The NFL side of things has a smaller talent gap. That’s an issue that we have in general in Madden, because we’re trying to differentiate players – but these are the best players in the world at what they do. Even the worst guy in the NFL – he’s pretty good. It’s the same sort of thing here, but Devin is the fringe guy who’s trying to make the team and who’s not gifted with the first-round talent attributes.

Ben’s words certainly echoed true from what we played – Colt could easily blitz past the highschool defensive lines, but getting a clean pass through with Wade during a Cowboys game against high-stat NFL opposition was much more difficult. In a sequence of events that is probably too-real to many NFL dropouts, plays we felt we pulled off disappointed the Cowboys coach, played for Ron Cephas Jones – yet another Emmy nominated actor involved with the project (the first being Mahershala Ali).

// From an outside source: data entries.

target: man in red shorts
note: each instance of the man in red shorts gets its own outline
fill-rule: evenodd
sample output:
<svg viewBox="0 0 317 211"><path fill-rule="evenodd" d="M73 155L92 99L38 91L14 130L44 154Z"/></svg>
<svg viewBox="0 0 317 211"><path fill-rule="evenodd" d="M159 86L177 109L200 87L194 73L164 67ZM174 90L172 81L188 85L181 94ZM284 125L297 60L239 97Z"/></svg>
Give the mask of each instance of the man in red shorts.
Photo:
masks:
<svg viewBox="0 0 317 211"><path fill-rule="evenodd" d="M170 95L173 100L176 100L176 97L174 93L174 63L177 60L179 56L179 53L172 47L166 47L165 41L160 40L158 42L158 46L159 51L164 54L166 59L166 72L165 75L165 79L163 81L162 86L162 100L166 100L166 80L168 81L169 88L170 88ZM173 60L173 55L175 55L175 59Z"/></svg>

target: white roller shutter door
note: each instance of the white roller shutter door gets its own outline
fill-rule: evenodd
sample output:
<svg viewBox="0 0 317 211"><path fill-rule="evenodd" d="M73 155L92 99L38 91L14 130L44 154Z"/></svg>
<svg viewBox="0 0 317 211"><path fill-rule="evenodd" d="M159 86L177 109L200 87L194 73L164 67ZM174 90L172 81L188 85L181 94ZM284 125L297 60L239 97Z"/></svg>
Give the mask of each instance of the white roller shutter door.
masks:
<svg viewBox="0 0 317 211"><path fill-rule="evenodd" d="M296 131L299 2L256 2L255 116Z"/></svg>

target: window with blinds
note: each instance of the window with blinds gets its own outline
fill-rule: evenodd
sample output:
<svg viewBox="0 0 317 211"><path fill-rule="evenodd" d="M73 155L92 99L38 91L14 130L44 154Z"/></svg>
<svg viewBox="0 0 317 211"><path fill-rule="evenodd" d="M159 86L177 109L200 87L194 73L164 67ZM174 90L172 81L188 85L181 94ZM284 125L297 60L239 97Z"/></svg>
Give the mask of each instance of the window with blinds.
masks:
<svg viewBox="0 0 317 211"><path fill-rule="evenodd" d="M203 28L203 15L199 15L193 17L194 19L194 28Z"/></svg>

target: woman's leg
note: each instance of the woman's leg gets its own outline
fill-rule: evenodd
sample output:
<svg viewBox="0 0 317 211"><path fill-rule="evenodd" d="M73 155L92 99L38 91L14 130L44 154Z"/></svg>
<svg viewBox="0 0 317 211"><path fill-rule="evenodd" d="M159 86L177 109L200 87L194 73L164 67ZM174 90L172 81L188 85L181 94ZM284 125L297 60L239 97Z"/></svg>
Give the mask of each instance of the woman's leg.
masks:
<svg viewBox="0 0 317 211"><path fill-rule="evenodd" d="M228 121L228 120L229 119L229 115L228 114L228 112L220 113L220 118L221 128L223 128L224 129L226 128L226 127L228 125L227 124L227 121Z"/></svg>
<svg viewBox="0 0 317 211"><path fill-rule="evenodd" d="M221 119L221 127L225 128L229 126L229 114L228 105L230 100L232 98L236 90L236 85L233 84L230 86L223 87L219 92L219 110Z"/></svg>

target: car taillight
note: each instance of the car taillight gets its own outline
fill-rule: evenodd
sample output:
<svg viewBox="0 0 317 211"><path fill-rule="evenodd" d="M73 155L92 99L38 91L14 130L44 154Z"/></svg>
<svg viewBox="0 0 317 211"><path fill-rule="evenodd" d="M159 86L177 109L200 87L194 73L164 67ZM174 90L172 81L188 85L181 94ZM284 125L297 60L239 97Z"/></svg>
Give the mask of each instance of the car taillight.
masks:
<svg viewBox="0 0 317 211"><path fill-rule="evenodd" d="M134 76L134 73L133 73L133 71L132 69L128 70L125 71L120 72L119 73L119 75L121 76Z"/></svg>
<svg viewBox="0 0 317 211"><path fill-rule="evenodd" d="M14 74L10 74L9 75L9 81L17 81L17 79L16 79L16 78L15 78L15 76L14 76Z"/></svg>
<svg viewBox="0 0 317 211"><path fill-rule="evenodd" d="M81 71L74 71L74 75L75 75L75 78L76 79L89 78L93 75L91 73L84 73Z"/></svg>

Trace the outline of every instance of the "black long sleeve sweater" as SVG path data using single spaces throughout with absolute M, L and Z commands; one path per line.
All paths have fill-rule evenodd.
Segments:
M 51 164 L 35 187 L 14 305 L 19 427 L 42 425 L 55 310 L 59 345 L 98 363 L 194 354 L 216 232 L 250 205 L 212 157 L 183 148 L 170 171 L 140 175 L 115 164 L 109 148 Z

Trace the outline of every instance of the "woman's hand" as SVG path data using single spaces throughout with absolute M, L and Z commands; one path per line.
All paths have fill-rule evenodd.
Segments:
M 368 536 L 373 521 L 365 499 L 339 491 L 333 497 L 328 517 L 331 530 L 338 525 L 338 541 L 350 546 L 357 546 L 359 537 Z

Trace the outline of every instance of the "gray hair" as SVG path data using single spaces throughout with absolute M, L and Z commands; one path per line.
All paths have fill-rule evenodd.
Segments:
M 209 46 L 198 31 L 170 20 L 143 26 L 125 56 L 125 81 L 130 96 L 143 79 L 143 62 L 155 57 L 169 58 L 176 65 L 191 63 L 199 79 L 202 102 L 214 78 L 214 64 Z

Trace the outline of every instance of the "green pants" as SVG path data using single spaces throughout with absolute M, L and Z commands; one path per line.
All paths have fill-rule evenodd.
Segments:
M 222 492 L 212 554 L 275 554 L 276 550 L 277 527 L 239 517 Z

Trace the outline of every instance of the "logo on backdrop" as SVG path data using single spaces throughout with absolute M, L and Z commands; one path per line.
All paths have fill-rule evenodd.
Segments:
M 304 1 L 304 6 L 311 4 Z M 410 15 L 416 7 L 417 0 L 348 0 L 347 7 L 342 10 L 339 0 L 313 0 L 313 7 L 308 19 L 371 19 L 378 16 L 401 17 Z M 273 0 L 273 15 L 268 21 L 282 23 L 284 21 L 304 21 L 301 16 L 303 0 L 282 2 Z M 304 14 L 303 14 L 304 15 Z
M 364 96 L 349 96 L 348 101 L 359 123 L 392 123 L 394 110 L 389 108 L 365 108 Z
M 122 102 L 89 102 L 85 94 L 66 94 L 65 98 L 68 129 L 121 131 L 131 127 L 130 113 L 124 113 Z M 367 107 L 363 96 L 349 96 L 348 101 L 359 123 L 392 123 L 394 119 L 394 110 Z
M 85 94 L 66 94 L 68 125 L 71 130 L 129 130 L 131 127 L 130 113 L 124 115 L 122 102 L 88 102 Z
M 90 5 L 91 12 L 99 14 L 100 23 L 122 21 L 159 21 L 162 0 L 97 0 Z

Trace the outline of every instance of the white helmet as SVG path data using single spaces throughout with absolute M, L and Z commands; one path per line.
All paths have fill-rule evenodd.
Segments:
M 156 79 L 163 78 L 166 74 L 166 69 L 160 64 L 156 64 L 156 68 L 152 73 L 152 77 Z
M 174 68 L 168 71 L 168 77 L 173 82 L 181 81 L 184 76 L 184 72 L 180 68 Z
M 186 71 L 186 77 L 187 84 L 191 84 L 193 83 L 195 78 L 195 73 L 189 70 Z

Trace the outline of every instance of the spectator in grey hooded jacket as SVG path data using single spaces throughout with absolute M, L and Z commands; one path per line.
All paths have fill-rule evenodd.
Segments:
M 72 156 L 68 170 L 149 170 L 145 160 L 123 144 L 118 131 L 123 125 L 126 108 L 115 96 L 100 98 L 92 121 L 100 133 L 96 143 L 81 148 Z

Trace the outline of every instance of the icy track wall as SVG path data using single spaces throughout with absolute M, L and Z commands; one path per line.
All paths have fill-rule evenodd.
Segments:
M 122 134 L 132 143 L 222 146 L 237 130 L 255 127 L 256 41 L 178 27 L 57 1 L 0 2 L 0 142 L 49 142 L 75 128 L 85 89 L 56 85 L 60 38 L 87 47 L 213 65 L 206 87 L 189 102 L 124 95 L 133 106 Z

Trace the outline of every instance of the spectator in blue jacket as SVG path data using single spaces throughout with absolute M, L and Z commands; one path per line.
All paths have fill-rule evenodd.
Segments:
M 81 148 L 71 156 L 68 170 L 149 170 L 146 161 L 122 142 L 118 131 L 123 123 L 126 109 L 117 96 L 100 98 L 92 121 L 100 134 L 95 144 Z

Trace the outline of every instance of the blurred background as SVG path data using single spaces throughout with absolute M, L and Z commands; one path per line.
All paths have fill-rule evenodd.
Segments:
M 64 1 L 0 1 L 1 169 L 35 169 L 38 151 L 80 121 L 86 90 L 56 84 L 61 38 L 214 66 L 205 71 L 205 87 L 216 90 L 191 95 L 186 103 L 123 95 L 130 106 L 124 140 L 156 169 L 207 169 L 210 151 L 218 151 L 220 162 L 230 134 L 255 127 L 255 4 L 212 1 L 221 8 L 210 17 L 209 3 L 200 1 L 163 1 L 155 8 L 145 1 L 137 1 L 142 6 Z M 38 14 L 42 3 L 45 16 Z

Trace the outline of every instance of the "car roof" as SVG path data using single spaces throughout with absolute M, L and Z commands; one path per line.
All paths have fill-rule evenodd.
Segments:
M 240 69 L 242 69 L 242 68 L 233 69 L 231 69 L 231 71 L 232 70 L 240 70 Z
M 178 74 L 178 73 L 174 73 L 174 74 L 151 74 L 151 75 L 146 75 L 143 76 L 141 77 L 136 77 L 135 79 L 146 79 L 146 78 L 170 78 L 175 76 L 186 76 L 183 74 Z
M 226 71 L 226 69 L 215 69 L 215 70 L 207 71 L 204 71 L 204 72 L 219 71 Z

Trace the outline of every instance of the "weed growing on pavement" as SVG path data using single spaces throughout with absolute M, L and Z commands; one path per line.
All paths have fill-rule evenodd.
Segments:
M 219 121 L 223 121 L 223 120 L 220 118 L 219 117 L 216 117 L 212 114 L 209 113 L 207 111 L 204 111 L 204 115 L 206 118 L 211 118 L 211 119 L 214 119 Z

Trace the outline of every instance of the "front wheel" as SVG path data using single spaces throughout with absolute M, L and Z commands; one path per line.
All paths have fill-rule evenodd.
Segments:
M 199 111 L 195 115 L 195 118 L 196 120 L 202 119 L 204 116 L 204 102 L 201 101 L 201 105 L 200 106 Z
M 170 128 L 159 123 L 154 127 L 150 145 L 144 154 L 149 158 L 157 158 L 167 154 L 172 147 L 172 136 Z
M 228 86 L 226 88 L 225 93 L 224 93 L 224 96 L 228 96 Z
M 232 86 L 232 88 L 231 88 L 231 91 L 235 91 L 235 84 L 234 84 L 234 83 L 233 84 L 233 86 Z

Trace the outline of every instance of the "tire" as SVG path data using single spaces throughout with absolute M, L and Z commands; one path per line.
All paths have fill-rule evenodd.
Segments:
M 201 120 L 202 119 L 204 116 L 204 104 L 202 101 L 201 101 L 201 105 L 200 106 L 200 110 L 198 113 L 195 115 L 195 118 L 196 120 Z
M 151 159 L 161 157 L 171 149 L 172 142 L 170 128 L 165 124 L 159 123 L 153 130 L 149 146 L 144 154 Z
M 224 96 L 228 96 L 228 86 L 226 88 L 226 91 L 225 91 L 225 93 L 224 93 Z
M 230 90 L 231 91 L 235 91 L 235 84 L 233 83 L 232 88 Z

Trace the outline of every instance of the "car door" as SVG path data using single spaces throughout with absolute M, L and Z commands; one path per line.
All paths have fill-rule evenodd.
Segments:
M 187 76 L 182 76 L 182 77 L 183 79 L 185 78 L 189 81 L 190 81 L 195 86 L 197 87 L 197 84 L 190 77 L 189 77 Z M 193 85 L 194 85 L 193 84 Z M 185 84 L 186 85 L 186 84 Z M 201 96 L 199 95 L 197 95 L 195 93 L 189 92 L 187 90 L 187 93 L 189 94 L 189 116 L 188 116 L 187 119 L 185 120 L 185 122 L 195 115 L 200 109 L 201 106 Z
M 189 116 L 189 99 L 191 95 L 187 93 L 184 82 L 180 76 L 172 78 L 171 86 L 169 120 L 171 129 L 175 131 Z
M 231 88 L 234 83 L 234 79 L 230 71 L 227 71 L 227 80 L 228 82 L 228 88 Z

Take a look below at the first half hour of Longshot 2 gameplay below, but beware of spoilers – while this season certainly puts players on the field more often, there’s still plenty of story driven cutscenes in the video below:

It’s clear that EA Tiburon wanted to inject a fair bit of humor into the cutscenes, with most of the lines delivering well enough. Beyond that, they certainly advance the story in a fashion we hadn’t expected – especially with Colt now forced to take care of an unexpected sibling in a series of events that feel like they would be at home in an episode of Nashville, with acting on par to match. The first season of Longshot did a great job of weaving the plots of Devin and Colt together, and the duo seem destined for yet another crash course reunion in Longshot: Homecoming – though for one to succeed, it’s likely the other must fail.

Ben was still tight-lipped on how Longshot: Homecoming would ultimately conclude, but did promise that most (emphasis: not all) of the story would wrap up at the end of Homecoming. Given that Wade is struggling to make his mark in the NFL this season, it only makes sense that the real Super Bowl push only happens in NFL 20. Either way, gamers will still get a sense of completeness at the end of this year’s iteration, though they certainly won’t be saying a final goodbye to either Devin Wade or Colt Cruise when the credits roll – and that’s not just because you can put Wade into franchise mode afterwards.


Madden NFL 19 will release for PC, PlayStation 4, and Xbox One on August 10, 2018.